Brandr, con cui divideva la stanza, si era ovviamente accorta del disagio provato da Hylde, perciò una mattina, senza alcun preavviso, decise di metterla alle strette e chiederle delle spiegazioni.

«Ferma!», le urlò Brandr prima che potesse sgattaiolare fuori dalla stanza proprio per evitare l'argomento, così come aveva fatto tutte le mattine precedenti.

«Vuoi spiegarmi, una volta per tutte, cos'è successo tra te ed Ivar di così grave da farti allontanare in questo modo?», le chiese mettendosi seduta sul letto, con le braccia conserte sul petto e con aria seria, che celava la sua preoccupazione.

Hylde si era immobilizzata davanti all'uscita della camera da letto, come quando si scopre un bambino intento a compiere la sua marachella, e, prima che potesse anche solo pensare ad una scusa vera e propria, Brandr l'ammonì: «Non osare propinarmi la solita frase, tipo "Sono troppo occupata!".». Il suo tono si fece assai minaccioso, quando aggiunse: «Ormai non ci casco più.».

In tutta sincerità, Hylde aveva già dimenticato e messo da parte, in un remoto cassetto della sua memoria, la parte drammatica della vicenda, pur essendo cosciente di aver bisogno di fare una seria chiacchierata con Ivar: dopotutto, quello scatto d'ira l'aveva spaventata.

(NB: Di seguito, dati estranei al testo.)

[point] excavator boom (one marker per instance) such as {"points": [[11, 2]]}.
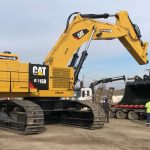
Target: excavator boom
{"points": [[80, 29]]}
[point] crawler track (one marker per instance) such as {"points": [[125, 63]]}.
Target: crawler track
{"points": [[28, 120], [92, 118]]}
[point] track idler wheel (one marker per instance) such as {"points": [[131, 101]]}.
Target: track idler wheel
{"points": [[120, 114], [132, 115]]}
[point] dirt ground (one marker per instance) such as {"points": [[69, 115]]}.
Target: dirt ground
{"points": [[116, 135]]}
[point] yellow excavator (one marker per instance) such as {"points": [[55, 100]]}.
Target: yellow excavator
{"points": [[31, 93]]}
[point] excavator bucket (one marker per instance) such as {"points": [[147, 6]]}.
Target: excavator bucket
{"points": [[136, 93]]}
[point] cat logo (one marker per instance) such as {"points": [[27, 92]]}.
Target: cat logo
{"points": [[79, 34], [40, 71]]}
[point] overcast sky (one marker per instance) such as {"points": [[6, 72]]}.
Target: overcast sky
{"points": [[30, 28]]}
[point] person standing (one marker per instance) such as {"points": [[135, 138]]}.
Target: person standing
{"points": [[106, 107], [147, 106]]}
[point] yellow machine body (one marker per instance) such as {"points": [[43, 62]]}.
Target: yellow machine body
{"points": [[54, 78], [15, 79]]}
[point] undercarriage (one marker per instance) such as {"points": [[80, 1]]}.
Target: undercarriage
{"points": [[29, 116]]}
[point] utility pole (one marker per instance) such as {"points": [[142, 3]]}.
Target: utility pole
{"points": [[148, 71]]}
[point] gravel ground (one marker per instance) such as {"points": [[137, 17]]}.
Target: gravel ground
{"points": [[116, 135]]}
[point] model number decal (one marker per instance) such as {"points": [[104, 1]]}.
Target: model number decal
{"points": [[79, 34], [39, 76]]}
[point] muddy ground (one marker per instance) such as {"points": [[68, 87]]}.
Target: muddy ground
{"points": [[116, 135]]}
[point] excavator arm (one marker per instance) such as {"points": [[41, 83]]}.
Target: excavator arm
{"points": [[86, 27]]}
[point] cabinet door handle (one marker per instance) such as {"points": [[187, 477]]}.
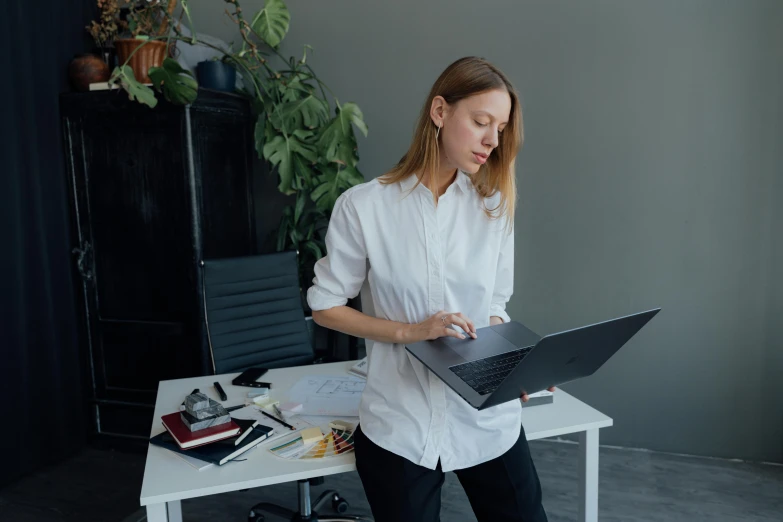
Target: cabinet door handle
{"points": [[84, 260]]}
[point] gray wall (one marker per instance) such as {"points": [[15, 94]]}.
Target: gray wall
{"points": [[650, 177]]}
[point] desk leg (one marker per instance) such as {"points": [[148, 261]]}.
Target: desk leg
{"points": [[588, 476], [165, 512]]}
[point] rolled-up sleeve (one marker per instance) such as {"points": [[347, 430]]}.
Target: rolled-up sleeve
{"points": [[504, 277], [339, 275]]}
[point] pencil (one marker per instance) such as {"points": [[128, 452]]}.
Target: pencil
{"points": [[284, 423]]}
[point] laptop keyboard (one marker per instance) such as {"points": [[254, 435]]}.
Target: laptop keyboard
{"points": [[485, 375]]}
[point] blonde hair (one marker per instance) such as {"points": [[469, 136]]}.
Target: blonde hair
{"points": [[467, 77]]}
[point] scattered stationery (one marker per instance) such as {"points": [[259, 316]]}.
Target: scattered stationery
{"points": [[245, 433], [334, 443], [221, 393], [311, 435], [284, 423], [218, 452]]}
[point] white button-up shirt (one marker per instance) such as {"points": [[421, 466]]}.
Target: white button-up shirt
{"points": [[422, 259]]}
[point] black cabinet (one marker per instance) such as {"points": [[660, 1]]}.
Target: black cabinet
{"points": [[152, 192]]}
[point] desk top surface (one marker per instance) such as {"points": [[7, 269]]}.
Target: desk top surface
{"points": [[167, 477]]}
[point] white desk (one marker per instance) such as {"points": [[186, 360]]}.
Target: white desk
{"points": [[168, 479]]}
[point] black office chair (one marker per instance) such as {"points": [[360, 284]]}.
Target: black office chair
{"points": [[254, 317]]}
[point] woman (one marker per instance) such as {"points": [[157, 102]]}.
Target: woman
{"points": [[436, 232]]}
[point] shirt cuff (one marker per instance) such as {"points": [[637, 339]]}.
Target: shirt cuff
{"points": [[319, 298], [499, 312]]}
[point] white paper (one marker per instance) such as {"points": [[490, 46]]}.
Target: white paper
{"points": [[328, 395]]}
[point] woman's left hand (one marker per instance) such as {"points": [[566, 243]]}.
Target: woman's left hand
{"points": [[525, 398]]}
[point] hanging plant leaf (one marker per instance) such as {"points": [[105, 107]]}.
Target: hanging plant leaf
{"points": [[271, 22], [337, 141], [335, 180], [177, 84], [279, 152], [136, 91]]}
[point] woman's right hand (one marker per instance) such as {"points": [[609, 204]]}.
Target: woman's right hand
{"points": [[438, 326]]}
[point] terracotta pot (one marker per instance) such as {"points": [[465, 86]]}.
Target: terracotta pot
{"points": [[85, 69], [150, 55]]}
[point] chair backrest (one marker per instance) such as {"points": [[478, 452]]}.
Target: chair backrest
{"points": [[253, 312]]}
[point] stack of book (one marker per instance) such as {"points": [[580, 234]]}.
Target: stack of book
{"points": [[212, 439]]}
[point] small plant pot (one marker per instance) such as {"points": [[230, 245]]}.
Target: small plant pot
{"points": [[150, 55], [216, 75], [85, 69]]}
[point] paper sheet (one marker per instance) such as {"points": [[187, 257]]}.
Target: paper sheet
{"points": [[328, 395]]}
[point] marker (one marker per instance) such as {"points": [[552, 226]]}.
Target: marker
{"points": [[284, 423], [219, 388], [247, 432]]}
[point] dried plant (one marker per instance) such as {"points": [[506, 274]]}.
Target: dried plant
{"points": [[151, 17], [105, 29]]}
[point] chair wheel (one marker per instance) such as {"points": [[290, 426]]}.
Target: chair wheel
{"points": [[339, 504]]}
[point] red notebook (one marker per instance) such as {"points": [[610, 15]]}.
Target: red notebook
{"points": [[189, 439]]}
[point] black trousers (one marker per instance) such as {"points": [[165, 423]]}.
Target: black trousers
{"points": [[505, 489]]}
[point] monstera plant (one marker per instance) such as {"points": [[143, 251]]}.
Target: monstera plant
{"points": [[307, 138]]}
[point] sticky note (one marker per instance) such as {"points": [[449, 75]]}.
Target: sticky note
{"points": [[341, 425], [311, 435]]}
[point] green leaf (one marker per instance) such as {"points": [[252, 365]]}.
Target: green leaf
{"points": [[271, 22], [280, 152], [337, 140], [301, 199], [177, 84], [334, 181], [136, 91]]}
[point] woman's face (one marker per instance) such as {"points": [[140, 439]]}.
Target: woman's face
{"points": [[471, 129]]}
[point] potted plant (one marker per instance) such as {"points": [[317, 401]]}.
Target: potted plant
{"points": [[218, 74], [143, 47], [89, 68], [306, 136]]}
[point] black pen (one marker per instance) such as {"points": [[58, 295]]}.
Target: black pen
{"points": [[219, 388], [284, 423]]}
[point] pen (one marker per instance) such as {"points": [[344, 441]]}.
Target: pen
{"points": [[284, 423], [219, 388], [247, 432]]}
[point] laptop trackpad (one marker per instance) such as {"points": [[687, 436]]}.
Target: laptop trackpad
{"points": [[488, 343]]}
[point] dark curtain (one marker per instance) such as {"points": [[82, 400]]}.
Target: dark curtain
{"points": [[43, 400]]}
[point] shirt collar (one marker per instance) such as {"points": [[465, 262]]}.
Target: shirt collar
{"points": [[462, 182]]}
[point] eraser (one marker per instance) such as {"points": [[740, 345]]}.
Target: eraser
{"points": [[293, 407], [311, 435], [263, 401], [196, 402], [341, 425]]}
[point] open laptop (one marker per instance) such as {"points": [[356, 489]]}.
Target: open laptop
{"points": [[508, 359]]}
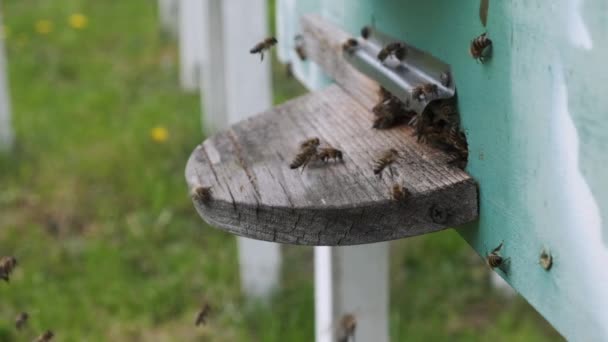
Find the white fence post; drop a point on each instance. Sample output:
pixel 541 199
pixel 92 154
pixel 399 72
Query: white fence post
pixel 168 14
pixel 6 130
pixel 352 280
pixel 235 85
pixel 192 38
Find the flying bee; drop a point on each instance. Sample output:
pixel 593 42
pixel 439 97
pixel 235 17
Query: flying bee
pixel 385 160
pixel 288 70
pixel 327 153
pixel 263 46
pixel 46 337
pixel 201 317
pixel 348 324
pixel 494 259
pixel 399 193
pixel 305 155
pixel 299 47
pixel 7 265
pixel 349 45
pixel 21 320
pixel 481 47
pixel 384 95
pixel 397 49
pixel 384 117
pixel 366 31
pixel 202 193
pixel 310 142
pixel 446 78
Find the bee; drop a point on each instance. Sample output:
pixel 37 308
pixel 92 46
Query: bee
pixel 201 317
pixel 21 320
pixel 418 93
pixel 443 113
pixel 387 120
pixel 397 49
pixel 349 45
pixel 494 259
pixel 385 160
pixel 305 155
pixel 446 78
pixel 429 89
pixel 481 47
pixel 366 32
pixel 288 70
pixel 202 193
pixel 46 337
pixel 310 142
pixel 300 47
pixel 7 265
pixel 263 46
pixel 327 153
pixel 424 91
pixel 546 260
pixel 348 324
pixel 399 193
pixel 384 95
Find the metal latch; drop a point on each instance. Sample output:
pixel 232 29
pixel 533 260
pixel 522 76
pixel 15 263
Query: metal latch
pixel 414 76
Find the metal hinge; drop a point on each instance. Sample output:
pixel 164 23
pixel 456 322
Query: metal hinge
pixel 405 70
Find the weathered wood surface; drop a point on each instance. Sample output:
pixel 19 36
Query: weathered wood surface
pixel 323 42
pixel 256 194
pixel 534 117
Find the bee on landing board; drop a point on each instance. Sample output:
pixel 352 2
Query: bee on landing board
pixel 201 317
pixel 21 320
pixel 7 265
pixel 327 153
pixel 384 161
pixel 349 45
pixel 425 91
pixel 310 142
pixel 481 47
pixel 46 337
pixel 304 157
pixel 202 193
pixel 399 193
pixel 348 325
pixel 397 49
pixel 494 259
pixel 263 46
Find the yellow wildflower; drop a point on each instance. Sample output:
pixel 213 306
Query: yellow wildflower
pixel 78 21
pixel 44 26
pixel 159 134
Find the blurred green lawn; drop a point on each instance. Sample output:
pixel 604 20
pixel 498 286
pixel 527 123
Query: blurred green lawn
pixel 110 247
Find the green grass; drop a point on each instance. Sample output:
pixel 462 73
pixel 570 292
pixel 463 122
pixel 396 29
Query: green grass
pixel 110 247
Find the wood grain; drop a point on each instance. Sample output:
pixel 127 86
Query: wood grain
pixel 256 194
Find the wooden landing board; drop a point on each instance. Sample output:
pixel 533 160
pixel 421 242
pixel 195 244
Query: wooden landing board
pixel 257 195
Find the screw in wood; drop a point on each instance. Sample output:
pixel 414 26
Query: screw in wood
pixel 438 214
pixel 545 260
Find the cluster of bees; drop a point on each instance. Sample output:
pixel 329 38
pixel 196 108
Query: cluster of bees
pixel 438 124
pixel 7 266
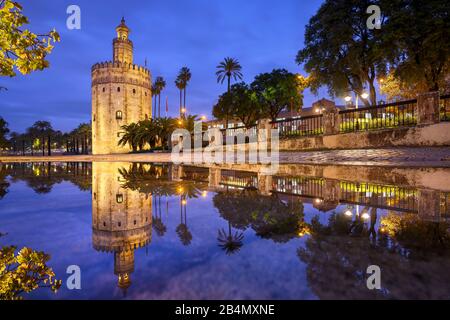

Le rimaneva un forte senso d'imbarazzo per aver mal gestito la situazione, sebbene non si sentisse la sola ed unica responsabile di come si fossero sviluppati gli eventi.

Si voltò verso Brandr, che le puntava gli occhi addosso in trepidante attesa di risposte. Con vergogna crescente e col viso sempre più purpureo, Hylde le raccontò tutto, iniziando dall'accesa discussione con Ivar. Quando arrivò alla parte del bacio tra lei e Sigurd, Brandr scoppiò a ridere.

«L'hai baciato? Sul serio?!», le chiese sgranando gli occhi e sforzandosi con tutta se stessa di non alzare troppo la voce, per non svegliare i genitori.

Hylde ci tenne a precisare che fosse stato Sigurd ad iniziare, ma confermò tutto il resto con onestà e puntualizzò anche: «Me ne sono subito pentita, però.».

«Ma tu preferisci Ivar, giusto?», domandò Brandr, cercando di far mente locale e di capirci qualcosa, poiché il suo cervello logico e preciso aveva bisogno di ordine.

«Ho fatto un disastro! Quei due si odiavano già senza il mio contributo.», piagnucolò Hylde col viso nascosto tra le mani per la vergogna, dopo aver dato all'amica una tacita risposta affermativa, annuendo con la testa. Era la prima volta che l'ammetteva lucidamente in presenza di qualcuno, e forse anche con se stessa. Il cuore prese a batterle forte.

Brandr esaurì le risate e corse in aiuto dell'amica in evidente difficoltà: «Stai tranquilla! Non devi nulla a nessuno dei due, quindi smettila di sentirti in colpa.». Aveva dei modi un po' bruschi, ma aveva ragione.